Bringing worldviews together
Banuoku and Boogaard are convinced that it will take a radically different approach to achieve results in reviving indigenous knowledge. Their transdisciplinary approach is more or less the opposite of what often happens globally. Boogaard says: ‘The question is what happens if you bring people with different knowledge systems and different backgrounds together. We are not aiming to exclude Western academic knowledge. We start with indigenous knowledge and then see what exogenous knowledge can complement.’
The two project colleagues realise how complicated this process is. ‘People have their own work experience and education and their own worldview. When you bring all those people together, you need time and the right methods to align people. Then a new learning path begins’, says Banuoku. He and Boogaard have identified guiding principles for the process, based on insights from literature and practical experiences. ‘One of the things that makes the trainings innovative is that – by using an endogenous development approach – it starts from an African relationship between human beings and Mother Nature’, Boogaard says.
‘People with a Western educational and cultural background have a lot to learn, especially when talking about sustainability and biodiversity’, thinks Boogaard. ‘This is a very different role for science than we are used to. It requires a much more humble attitude of a scientist by first asking: Is there any way I can first learn from you, and then: Can I contribute something? We do not have the answers yet, but we have already learned so much from talking to people, visiting their land and schools, and sharing experiences. Now we’re analysing our findings and we hope to publish the results next year.’
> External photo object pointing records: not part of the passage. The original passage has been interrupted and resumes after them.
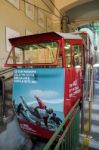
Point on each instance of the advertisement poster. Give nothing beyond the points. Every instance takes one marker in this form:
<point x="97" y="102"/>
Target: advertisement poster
<point x="38" y="96"/>
<point x="96" y="83"/>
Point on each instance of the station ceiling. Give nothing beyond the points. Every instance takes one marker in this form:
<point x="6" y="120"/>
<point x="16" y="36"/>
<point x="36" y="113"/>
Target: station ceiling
<point x="78" y="11"/>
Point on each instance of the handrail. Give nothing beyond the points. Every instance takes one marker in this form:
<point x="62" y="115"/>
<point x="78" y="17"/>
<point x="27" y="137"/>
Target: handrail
<point x="60" y="127"/>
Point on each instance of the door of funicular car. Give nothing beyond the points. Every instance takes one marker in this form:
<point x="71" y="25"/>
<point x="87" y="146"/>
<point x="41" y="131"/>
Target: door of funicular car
<point x="47" y="79"/>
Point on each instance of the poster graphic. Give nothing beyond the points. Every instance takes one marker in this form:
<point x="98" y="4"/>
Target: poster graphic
<point x="38" y="96"/>
<point x="96" y="83"/>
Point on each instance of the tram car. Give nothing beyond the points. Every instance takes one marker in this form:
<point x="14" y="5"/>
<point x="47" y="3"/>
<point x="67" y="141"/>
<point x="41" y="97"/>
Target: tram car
<point x="48" y="79"/>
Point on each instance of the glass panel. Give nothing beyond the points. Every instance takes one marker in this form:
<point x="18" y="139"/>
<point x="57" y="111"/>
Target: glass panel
<point x="34" y="54"/>
<point x="67" y="53"/>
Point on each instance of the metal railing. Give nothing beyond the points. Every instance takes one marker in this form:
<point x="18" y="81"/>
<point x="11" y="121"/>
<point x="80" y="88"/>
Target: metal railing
<point x="70" y="135"/>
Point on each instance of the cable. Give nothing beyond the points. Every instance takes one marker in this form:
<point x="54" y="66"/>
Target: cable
<point x="46" y="5"/>
<point x="56" y="8"/>
<point x="41" y="8"/>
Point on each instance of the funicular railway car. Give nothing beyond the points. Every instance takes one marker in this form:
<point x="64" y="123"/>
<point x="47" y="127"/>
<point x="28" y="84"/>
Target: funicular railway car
<point x="47" y="79"/>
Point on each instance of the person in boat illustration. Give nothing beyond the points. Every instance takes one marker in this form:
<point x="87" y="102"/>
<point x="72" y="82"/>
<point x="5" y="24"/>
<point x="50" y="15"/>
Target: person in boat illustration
<point x="40" y="111"/>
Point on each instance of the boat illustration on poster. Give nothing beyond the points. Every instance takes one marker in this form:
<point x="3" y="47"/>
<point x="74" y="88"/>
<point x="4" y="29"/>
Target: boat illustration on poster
<point x="41" y="107"/>
<point x="39" y="115"/>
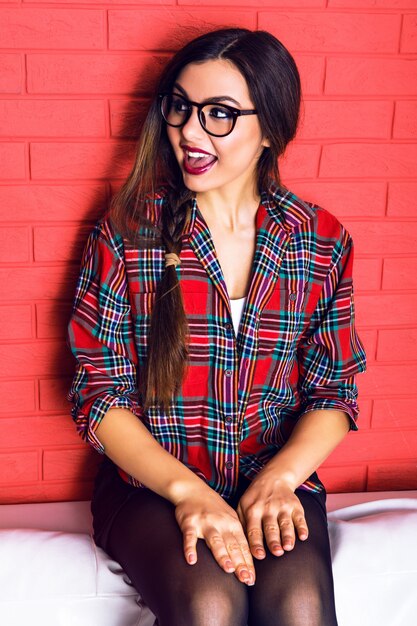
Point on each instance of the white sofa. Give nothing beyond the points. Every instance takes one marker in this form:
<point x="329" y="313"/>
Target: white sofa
<point x="52" y="574"/>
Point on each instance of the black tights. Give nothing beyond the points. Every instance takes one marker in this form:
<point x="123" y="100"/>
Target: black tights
<point x="295" y="589"/>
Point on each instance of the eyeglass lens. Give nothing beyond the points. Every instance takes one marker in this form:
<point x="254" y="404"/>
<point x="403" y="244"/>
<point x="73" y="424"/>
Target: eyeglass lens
<point x="215" y="118"/>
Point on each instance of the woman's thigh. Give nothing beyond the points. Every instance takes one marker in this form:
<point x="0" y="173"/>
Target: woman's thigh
<point x="296" y="589"/>
<point x="144" y="537"/>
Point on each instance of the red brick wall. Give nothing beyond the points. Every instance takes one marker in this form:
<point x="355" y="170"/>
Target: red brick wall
<point x="72" y="76"/>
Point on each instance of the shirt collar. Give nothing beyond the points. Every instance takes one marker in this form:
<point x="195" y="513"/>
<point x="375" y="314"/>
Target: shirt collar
<point x="282" y="206"/>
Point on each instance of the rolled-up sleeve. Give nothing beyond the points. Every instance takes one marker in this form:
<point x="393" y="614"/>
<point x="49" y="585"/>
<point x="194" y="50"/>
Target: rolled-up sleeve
<point x="100" y="336"/>
<point x="331" y="353"/>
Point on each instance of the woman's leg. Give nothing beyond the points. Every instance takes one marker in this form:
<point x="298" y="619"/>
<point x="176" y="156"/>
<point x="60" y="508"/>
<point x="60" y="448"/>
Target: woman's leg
<point x="296" y="589"/>
<point x="145" y="539"/>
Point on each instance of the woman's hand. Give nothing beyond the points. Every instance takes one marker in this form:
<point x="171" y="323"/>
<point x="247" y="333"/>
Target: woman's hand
<point x="205" y="515"/>
<point x="270" y="509"/>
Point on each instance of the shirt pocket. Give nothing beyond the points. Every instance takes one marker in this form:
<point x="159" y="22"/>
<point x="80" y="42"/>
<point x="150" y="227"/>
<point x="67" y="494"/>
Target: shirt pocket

Of course, not all indigenous knowledge is positive for biodiversity protection, but the worldview definitely is, according to Banuoku and Boogaard. In this context, they refer to the Sankofa bird, which is common symbol in Ghana and also part of the logo of CIKOD and ALI. The bird looks backwards, but its legs point forward. It carries a precious egg which could be seen as the indigenous knowledge about nature. The bird is a symbol of the need to critically reflect on the past to build a successful future, and hopefully set forth the biodiversity agenda worldwide.